Fluxx – Emporté par la déferlante
Fluxx, c’est d’abord l’histoire d’une grande confusion. On m’a incité à y jouer en me le vendant ainsi :
« C’est un jeu sans règles et sans but.
— Quoiiiiiii ? répondis-je.
— Non mais t’inquiète. On joue règles et objectifs en cours de partie.
— Quoikoakoa ? » m’enquis-je de plus belle.
La règle de base est simple. Obéir au texte des cartes. Pas de plateau, juste une pioche commune, une défausse, une règle de base et basta. La règle initiale stipule les modalités suivantes : piocher une carte puis jouer une carte. C’est la seule règle qui nous sera imposée en début de partie. Facile d’accès. Mais comment on gagne ?

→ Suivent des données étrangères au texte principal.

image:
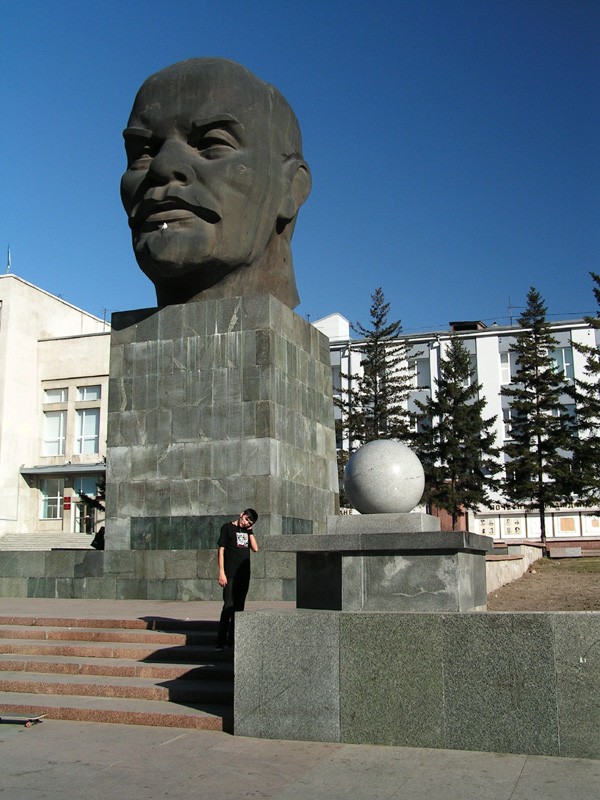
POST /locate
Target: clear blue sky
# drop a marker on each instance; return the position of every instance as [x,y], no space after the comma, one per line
[454,145]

Ben on ne sait pas. Personne ne sait. Car les conditions de victoire sont des cartes comme les autres, que l’on jouera aussi.
Ben oui, on va jouer une condition de victoire qui sera remplacée par une autre, ou atteinte (en général. Cf. carte rose ci-dessus). La plupart du temps, il faudra deux atouts différents, qui sont d’autres cartes que nous allons jouer et allègrement nous tirer. Par exemple, L’objectif Baba cool vous demandera les atout paix et amour. « Petit déjeuner » vous demandera le Toaster et le soleil, si je me souviens bien. Mignon, et parfois délicatement déjanté. Mais attention : une seule condition de victoire à la fois. Vous en jouez une, vous remplacez l’actuelle.
Sauf que
Ça paraît facile comme ça. Mais il y a un twist. Les règles sont contradictoires et permutables. On peut remplacer la règle de pioche de base « piocher 1 carte » par « piocher 4 cartes », et le « jouer 1 carte » de départ se transformera vite en « jouer 4 cartes », voire « jouer tout sauf 1 cartes ». On pourra vous faire jouer votre première carte au pif, limiter votre main et/ou votre nombre d’atouts en jeu, le tout de façon assez intuitive et assez simple.
Certaines cartes ne sont ni des objectif, ni des atouts, ni des règles : ce sont des actions, qui ont souvent trait à de l’interaction directe. Piquez un de ses atouts, jouez à pierre-feuille-ciseaux avec pour enjeu la main de cartes tout entière, obligez-le à jouer ses cartes dans un certain ordre, etc.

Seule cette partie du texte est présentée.